The crated panels stored on the tennis court, 2012. Doris Duke Foundation for Islamic Art, Honolulu, Hawai‘i. (Photo: Kent Severson.)

In April of 2012, we unpacked the panels one by one to document their condition and develop our systems for cleaning and repair. Working with interns Kat Harada and Liane Ikemoto, and Collections Technician Linda Gue, most of the jalis were cleaned and initial repairs begun.

Linda Gue making small repairs, April 2012. Doris Duke Foundation for Islamic Art, Honolulu, Hawai‘i. (Photo: Kent Severson.)

In May, the jalis and sections of the concrete surrounds were shipped to Spectra, an architectural firm in Pomona, California, so they could replicate the old cast concrete surrounds and complete the marble repairs using a structural epoxy adhesive.

The marble panels being reassembled at the Spectra workshop, October 2012. Doris Duke Foundation for Islamic Art, Honolulu, Hawai‘i. (Photo: Kent Severson.)

I made three trips to Pomona to assist with and inspect the marble repair work. The new system is deliberately designed so that, in the future, the marble jalis can be removed from their cast concrete surrounds without destroying them.

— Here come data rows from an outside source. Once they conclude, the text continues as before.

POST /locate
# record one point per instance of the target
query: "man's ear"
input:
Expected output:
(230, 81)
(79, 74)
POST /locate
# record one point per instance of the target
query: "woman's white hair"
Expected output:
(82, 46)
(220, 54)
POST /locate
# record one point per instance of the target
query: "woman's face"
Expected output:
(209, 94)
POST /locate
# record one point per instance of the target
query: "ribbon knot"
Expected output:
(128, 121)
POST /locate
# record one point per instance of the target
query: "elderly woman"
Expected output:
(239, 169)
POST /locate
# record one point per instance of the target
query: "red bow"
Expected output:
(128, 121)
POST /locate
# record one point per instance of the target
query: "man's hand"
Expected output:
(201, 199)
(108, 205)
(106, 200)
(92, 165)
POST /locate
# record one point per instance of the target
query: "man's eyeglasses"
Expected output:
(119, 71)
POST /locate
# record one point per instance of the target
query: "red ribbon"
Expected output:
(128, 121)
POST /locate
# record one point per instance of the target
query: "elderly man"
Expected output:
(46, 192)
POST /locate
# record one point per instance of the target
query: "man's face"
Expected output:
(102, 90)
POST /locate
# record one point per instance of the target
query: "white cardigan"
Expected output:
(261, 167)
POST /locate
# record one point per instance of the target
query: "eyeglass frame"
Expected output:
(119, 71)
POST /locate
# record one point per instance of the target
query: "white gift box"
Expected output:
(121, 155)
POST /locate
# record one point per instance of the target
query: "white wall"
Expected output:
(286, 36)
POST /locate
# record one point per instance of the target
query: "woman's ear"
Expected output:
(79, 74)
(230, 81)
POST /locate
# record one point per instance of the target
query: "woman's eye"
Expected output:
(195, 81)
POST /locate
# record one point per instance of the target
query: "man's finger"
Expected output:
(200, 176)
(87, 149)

This required the fabrication of 17 new silicone rubber molds and 132 newly cast elements.

Newly cast elements ready for shipping, October 2012. Doris Duke Foundation for Islamic Art, Honolulu, Hawai‘i. (Photo: Kent Severson.)

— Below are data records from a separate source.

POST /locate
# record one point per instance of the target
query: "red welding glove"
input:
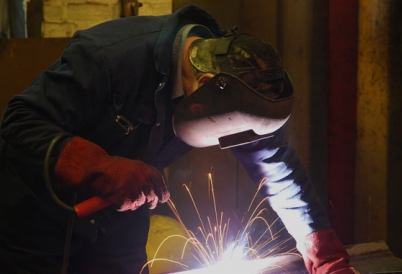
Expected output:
(121, 181)
(323, 253)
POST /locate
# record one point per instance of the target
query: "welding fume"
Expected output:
(82, 149)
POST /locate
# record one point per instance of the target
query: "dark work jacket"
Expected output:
(118, 68)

In early November all of the pieces returned to Hawai‘i, and the first crates were delivered to Shangri La on Monday, November 26.

With a small crane, the crates (73 crates weighing 80,000 pounds total) were lifted from the entry courtyard, over the private garden and onto the roof. By Wednesday afternoon, unpacking was completed and the first of the new columns was ready to be installed.

The crane emerging from the trees with another crate, November 2012. Doris Duke Foundation for Islamic Art, Honolulu, Hawai‘i. (Photo: Kent Severson.)

With the reinstallation of the Jali Pavilion, we are returning one of Shangri La’s truly character-defining features. Stay tuned for updates as the work proceeds.

Unpacking cast elements on Tuesday afternoon, November 27, 2012. Doris Duke Foundation for Islamic Art, Honolulu, Hawai‘i. (Photo: Kent Severson.)